Can you elaborate? I've been using it for years and it mostly does what I want. It's an ORM and obviously sometimes generates unefficient queries I need to manually amend/refactor but otherwise I don't see any major issues with it?
In contrast I've looked at SQLAlchemy with Flask and I couldn't even wrap my head around declaring models (which inherit from the DB connection object if I remember correctly, so potential for circular imports) and manually managing transactions/sessions seems unnecessarily complex.

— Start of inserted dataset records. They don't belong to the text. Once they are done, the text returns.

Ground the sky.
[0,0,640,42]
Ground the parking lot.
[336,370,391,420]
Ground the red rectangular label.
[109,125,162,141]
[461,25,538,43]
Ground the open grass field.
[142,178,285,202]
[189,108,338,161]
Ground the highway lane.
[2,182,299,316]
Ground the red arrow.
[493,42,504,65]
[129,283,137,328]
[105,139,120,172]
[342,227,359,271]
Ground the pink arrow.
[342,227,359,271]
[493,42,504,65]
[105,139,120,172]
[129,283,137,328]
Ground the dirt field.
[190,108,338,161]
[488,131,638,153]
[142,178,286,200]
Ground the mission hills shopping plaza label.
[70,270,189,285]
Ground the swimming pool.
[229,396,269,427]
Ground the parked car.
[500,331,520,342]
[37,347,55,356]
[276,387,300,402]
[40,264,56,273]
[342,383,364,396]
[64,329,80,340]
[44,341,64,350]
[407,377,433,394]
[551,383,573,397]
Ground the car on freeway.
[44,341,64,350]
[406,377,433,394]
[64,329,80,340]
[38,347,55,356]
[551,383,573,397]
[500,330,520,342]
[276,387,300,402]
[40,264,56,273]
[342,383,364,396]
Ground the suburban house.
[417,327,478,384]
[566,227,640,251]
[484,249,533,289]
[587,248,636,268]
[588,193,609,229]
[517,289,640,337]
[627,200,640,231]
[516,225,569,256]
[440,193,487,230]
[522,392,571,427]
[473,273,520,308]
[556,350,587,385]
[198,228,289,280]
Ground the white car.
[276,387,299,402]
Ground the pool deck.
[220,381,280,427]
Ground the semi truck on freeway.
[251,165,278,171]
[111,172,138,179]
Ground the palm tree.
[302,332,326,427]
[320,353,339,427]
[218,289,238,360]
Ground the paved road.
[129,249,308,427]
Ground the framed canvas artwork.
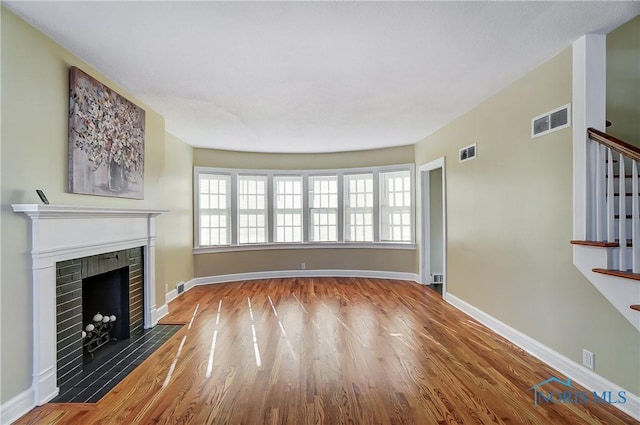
[68,67,145,199]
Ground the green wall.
[0,8,193,402]
[415,49,640,394]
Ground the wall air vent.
[459,143,478,162]
[531,104,571,138]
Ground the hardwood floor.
[12,278,638,425]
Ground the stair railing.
[587,128,640,273]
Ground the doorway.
[419,157,447,296]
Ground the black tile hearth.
[51,325,182,403]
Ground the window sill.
[193,242,416,254]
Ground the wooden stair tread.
[570,239,633,248]
[593,269,640,280]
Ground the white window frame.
[193,163,416,254]
[272,174,307,243]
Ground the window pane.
[273,176,302,242]
[238,175,267,244]
[198,174,231,246]
[344,173,373,242]
[380,170,413,242]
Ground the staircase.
[571,128,640,331]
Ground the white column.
[32,260,59,406]
[572,34,607,240]
[144,216,158,329]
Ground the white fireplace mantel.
[12,204,168,405]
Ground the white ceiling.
[3,1,640,152]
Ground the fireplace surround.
[12,204,166,405]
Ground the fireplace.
[56,247,144,387]
[12,204,166,405]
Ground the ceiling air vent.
[459,143,477,162]
[531,104,571,138]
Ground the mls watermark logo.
[527,376,627,406]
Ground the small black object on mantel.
[36,189,49,205]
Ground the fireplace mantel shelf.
[11,204,169,218]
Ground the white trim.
[0,388,36,425]
[193,242,416,254]
[415,156,447,295]
[190,269,419,286]
[445,294,640,420]
[151,304,169,327]
[164,283,182,304]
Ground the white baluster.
[607,148,616,242]
[611,154,628,272]
[631,161,640,273]
[595,145,605,241]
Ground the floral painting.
[69,67,144,199]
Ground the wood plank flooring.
[16,278,638,425]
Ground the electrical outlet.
[582,349,596,370]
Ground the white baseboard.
[0,388,36,425]
[445,293,640,420]
[183,279,196,293]
[164,289,178,304]
[190,269,419,291]
[151,304,169,327]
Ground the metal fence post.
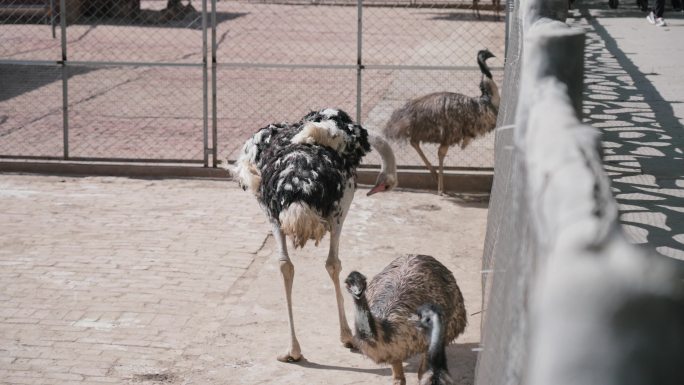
[59,0,69,159]
[202,0,210,167]
[356,0,363,123]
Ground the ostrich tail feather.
[382,103,411,142]
[278,202,327,248]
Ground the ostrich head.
[366,171,397,195]
[344,271,366,299]
[477,48,496,79]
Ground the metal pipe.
[211,0,218,168]
[59,0,69,159]
[356,0,363,123]
[202,0,209,167]
[67,61,202,68]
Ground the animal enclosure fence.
[0,0,504,169]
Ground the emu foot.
[277,352,303,363]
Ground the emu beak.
[366,183,387,196]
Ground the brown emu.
[416,304,454,385]
[383,49,499,194]
[345,255,467,385]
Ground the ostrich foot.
[277,352,302,363]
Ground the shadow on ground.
[575,8,684,259]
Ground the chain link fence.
[0,0,504,169]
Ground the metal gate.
[0,0,504,168]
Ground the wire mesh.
[69,66,204,161]
[0,0,504,168]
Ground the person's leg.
[653,0,665,17]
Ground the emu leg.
[411,141,437,182]
[273,223,302,362]
[392,361,406,385]
[325,182,354,348]
[437,144,449,195]
[418,352,427,382]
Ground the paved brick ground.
[0,174,487,385]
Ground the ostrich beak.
[366,183,387,196]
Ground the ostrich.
[345,255,466,385]
[232,108,397,362]
[416,304,454,385]
[383,49,499,194]
[473,0,501,21]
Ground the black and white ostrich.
[232,108,397,362]
[345,255,467,385]
[473,0,501,21]
[416,304,454,385]
[383,49,499,194]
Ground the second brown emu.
[344,255,466,385]
[383,49,500,194]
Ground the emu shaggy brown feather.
[383,50,500,194]
[345,255,467,384]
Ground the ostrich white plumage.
[232,108,397,362]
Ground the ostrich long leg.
[273,223,302,362]
[325,225,354,348]
[325,181,355,348]
[392,361,406,385]
[437,144,449,195]
[411,141,437,182]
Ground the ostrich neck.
[477,58,492,79]
[368,132,397,176]
[428,318,447,371]
[482,78,501,110]
[354,295,377,340]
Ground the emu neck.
[354,295,377,340]
[428,318,448,372]
[477,58,492,79]
[368,132,397,177]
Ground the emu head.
[344,271,366,299]
[477,48,496,79]
[477,48,496,63]
[412,304,442,333]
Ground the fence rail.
[0,0,504,180]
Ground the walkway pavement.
[0,174,487,385]
[568,0,684,260]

Comparing Django vs SQLAlchemy, Django's weakest point is its extremely static ORM syntax. The double underscore separation (e.g. user__group__name__icontains) for query parameters is likely my biggest pet peeve as it requires me to unroll unchecked strings together into a big garbled mess. I would have much appreciated being able to use more code-verbose query tools; the moment you have to go into building more dynamic user-defined query systems, Django's ORM just becomes a hindrance.

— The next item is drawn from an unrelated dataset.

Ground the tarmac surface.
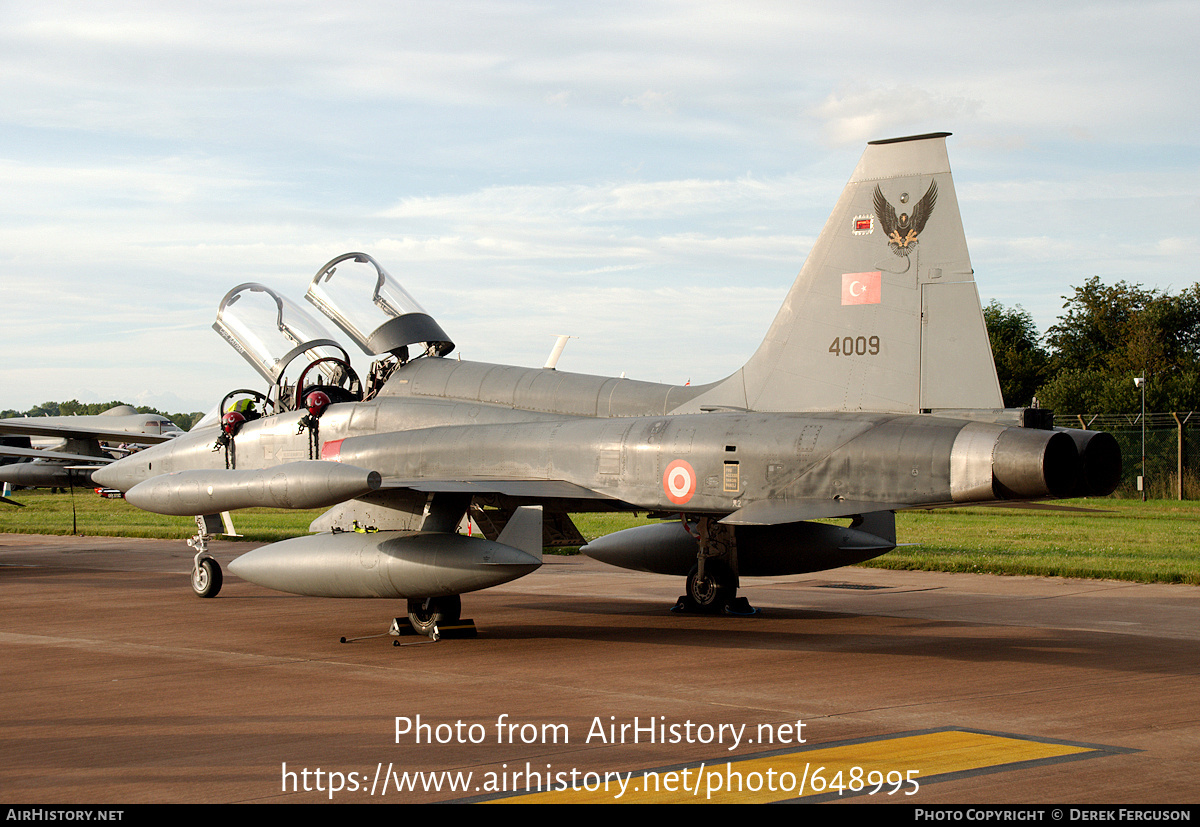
[0,534,1200,805]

I also noticed the second part of the comment: Django does a lot of Python magic in the background through extensive use of reflection and class-level declarations, this hides away the abstractions (again) at the propose benefit of ease of use. And well, it is easy to use. For certain applications. I just personally found a lot of footguns trying to work with more advanced Postgres functionality (mainly around JSON) and it took a while to write my own abstractions atop the Django ORM to get to a comfortable level.
The inability to batch network calls in a single unit of work makes the ORM needlessly slow. That's also one of the main advantages to managing transactions/session yourself. It can save a huge number of round trips in a complex view.
The Django ORM itself is also slow at generating SQL. Recently I was bemused by a query, which took 500us to actually be generated. This wasn't doing anything particular wild, it just had a `select_related` call to an object that had about 50 fields (not great DB design, but beyond my control). The query actually took longer to build than it did to run.
That itself wouldn't be an issue if you could LRU cache the SQL query itself. But you can't, it's Django.